Oorspronkelijk was er ook geen sprake van Hollywood als uithangbord voor de filmindustrie, maar hing er in 1927 wel een bord waarop stond “Hollywoodland” als reclame voor een vastgoedproject. Het “land” viel pas weg in 1949. De filmindustrie was er wel gevestigd en begon open te bloeien door introductie van de sprekende film in 1927 waardoor Hollywood geïdentificeerd werd met film.
De studio’s stichtten in 1927 ook de Internationale Academie van Filmkunsten en -wetenschappen om het populaire imago een hogere status te geven. Pas in 1929 bij het diner ter gelegenheid van de tweede verjaardag van het ontstaan kwamen ze op het idee van een plechtige prijsuitreiking, de Oscar was geboren.
Tot 1927 was het merendeel van de creatieve jobs in de filmsector en de acteurs in handen van buitenlandse, veelal Europese immigranten maar na de intrede van de sprekende film werden ze meestal vervangen door authentieke Amerikanen. Dit was gewoonweg te wijten aan het al of niet accentloze acteren. Wie zich wel wisten te handhaven waren Peter Lorre (Hongaar), Marlene Dietrich (Duitse) en Greta Garbo (Zweedse). En van dezelfde generatie was ook de overbekende regisseur Billy Wilder (Oostenrijker) die meervoudig oscarwinnaar zou worden.
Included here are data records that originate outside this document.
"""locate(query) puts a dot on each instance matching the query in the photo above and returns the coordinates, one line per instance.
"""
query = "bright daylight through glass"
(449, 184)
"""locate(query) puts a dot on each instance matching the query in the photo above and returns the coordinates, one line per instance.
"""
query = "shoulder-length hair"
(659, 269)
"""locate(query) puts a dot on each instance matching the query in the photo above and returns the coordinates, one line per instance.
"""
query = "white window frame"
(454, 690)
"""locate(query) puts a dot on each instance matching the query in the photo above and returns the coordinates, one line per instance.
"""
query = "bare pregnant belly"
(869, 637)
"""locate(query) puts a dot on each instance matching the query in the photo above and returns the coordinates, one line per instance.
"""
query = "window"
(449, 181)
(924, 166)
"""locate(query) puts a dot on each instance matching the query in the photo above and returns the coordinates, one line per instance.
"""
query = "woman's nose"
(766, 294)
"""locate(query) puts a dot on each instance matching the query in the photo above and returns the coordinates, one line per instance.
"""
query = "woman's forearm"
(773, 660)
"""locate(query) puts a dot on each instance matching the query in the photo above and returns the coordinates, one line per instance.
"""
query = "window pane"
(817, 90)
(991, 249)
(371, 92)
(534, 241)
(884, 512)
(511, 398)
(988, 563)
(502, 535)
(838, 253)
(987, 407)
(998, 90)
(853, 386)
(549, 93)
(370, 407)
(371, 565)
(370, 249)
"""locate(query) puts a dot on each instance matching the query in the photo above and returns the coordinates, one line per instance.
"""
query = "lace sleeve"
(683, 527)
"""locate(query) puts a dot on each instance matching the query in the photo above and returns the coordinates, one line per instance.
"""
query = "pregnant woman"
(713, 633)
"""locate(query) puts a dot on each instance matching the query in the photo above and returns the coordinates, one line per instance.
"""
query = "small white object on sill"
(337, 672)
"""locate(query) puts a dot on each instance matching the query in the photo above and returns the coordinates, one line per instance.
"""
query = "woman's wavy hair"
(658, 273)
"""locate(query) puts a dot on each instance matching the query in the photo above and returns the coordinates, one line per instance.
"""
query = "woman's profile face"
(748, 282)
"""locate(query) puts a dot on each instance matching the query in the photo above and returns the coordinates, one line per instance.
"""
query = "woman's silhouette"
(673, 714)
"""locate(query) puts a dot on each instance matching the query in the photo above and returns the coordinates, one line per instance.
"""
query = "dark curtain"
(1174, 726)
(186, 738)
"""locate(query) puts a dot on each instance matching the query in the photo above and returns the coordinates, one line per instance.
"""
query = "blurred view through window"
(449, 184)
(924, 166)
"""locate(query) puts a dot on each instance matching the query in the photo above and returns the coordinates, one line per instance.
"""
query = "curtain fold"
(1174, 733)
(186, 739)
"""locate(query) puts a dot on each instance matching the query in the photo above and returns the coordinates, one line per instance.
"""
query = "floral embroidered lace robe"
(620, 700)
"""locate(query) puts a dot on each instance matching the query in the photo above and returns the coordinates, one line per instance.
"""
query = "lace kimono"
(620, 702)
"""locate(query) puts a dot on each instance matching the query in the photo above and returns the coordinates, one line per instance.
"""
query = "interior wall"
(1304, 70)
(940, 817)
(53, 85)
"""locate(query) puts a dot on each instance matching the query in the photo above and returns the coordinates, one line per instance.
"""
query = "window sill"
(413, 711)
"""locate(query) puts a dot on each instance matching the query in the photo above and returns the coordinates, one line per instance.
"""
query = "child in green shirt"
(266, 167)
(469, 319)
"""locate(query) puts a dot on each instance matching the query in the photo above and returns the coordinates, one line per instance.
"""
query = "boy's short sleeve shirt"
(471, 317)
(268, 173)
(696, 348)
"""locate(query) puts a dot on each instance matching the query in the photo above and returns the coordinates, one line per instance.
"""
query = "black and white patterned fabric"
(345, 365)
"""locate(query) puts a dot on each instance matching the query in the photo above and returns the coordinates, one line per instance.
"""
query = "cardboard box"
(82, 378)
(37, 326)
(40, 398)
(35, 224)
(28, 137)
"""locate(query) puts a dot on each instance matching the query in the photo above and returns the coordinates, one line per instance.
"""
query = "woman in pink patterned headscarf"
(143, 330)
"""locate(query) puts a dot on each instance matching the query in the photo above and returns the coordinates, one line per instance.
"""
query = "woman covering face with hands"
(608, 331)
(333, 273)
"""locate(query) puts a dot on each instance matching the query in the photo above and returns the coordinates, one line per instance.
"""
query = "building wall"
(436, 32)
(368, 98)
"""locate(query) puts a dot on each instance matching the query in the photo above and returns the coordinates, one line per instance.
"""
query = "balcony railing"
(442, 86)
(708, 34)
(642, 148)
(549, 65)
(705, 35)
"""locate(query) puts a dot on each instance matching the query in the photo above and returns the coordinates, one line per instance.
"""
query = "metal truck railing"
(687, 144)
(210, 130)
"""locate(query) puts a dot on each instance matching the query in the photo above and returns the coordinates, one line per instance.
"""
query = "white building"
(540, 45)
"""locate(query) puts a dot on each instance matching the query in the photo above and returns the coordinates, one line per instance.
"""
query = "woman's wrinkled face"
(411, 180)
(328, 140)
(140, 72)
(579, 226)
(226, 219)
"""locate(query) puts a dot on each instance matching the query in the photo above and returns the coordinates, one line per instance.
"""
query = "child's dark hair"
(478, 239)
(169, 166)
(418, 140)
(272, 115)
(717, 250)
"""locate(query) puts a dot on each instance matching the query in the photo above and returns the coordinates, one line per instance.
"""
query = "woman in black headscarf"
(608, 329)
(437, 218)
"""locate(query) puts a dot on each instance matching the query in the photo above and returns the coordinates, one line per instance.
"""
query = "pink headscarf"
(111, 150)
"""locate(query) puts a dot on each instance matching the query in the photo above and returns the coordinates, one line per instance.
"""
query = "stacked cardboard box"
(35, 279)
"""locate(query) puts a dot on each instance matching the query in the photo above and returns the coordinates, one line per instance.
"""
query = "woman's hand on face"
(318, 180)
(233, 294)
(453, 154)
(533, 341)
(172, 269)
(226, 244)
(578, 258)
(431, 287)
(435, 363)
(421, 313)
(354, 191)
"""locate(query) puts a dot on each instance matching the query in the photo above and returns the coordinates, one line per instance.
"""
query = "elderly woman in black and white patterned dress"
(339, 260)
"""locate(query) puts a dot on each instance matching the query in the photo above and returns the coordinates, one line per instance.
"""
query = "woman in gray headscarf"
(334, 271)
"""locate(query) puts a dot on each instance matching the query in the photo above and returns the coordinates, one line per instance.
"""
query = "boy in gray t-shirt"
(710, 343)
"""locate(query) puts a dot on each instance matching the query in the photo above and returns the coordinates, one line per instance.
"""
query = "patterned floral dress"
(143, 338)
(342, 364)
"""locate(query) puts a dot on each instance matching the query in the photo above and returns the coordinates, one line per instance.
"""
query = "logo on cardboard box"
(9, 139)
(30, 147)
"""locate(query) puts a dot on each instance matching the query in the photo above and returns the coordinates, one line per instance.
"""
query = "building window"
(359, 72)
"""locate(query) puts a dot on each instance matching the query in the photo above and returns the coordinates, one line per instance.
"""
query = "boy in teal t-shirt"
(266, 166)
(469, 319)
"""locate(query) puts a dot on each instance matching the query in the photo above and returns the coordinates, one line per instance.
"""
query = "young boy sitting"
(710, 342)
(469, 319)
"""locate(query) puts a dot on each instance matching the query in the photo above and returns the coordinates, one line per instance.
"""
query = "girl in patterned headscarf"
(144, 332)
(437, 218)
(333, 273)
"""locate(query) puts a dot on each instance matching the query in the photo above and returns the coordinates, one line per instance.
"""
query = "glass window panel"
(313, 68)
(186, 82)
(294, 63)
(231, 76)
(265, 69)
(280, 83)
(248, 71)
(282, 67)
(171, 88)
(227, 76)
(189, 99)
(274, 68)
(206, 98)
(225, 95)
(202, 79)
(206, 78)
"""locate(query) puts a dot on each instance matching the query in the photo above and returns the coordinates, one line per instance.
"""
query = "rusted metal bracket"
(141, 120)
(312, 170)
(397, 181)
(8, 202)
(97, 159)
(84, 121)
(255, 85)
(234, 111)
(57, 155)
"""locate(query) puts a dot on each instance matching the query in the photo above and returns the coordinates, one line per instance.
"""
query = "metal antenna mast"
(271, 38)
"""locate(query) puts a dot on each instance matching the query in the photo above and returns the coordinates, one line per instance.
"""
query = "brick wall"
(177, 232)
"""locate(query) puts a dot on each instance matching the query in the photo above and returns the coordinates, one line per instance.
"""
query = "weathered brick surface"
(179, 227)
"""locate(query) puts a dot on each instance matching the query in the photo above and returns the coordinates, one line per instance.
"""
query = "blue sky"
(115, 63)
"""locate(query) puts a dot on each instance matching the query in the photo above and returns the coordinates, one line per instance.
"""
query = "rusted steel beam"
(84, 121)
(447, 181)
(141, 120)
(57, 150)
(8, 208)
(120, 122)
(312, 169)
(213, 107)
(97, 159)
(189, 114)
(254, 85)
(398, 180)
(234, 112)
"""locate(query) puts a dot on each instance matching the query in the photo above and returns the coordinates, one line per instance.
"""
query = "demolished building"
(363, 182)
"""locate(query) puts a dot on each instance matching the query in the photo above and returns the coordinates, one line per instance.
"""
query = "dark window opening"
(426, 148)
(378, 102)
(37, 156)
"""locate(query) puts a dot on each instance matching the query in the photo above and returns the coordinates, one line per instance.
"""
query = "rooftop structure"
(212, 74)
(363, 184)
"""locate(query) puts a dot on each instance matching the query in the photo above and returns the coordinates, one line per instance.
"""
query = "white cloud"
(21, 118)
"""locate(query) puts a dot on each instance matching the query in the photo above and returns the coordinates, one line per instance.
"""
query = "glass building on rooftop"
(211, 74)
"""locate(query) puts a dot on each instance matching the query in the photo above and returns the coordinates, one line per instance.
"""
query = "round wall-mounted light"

Wie ook worstelde middenin deze overgangsperiode was Charlie Chaplin met zijn film City Lights. Deze film kwam uit begin 1931 maar hij had er drie jaar aan gewerkt en was nog met het Vitaphone systeem uitgebracht. Chaplin reisde toen naar Europa om zijn film te promoten maar ook omdat hij gedeprimeerd was door het kapitalistische Hollywood en de kritiek op zijn verouderde geluidssysteem. De media spraken evenwel over een midlife crisis. Zijn broer Sidney stelde hem voor om door te reizen naar Bali om een time-out in te bouwen. Het was inmiddels 1932. Daar werd hij op sleeptouw genomen door Walter Spies, een eccentrieke schilder, choreograaf, schrijver en fotograaf van Duitse afkomst. Chaplin was zo gecharmeerd door de ongerepte natuur en een bevolking die nog niet besmet was door het kapitalistische virus, dat hij herleefde tussen mensen die hem niet herkenden en die hem toelieten in hun dagelijkse bezigheden. Vrouwen met ontblote borsten en mannen die genoeg werkten om te overleven en nadien hun dag vulden met spelen en muziek. Een andere wereld ging open voor Chaplin met als gevolg dat hij maatschappijcriticus werd en dit aankaartte via zijn volgende films (Modern Times en The Great Dictator). Diezelfde onschuld die hij in Bali aantrof, zocht hij ook heel zijn leven bij zijn vier vrouwen waarmee hij trouwde. Een vrouw, die nog niet aangetast was door het kapitalistische virus, die hij kon kneden en naar zijn hand zetten: dé reden waarom ze allemaal veel jonger waren dan hijzelf. We hebben het over Mildred Harris (hij 29 zij 17), Lita Grey (hij 35 zij 16), Paulette Goddard (hij 47 zij 26) en Oona O’Neill (hij 54 zij 18).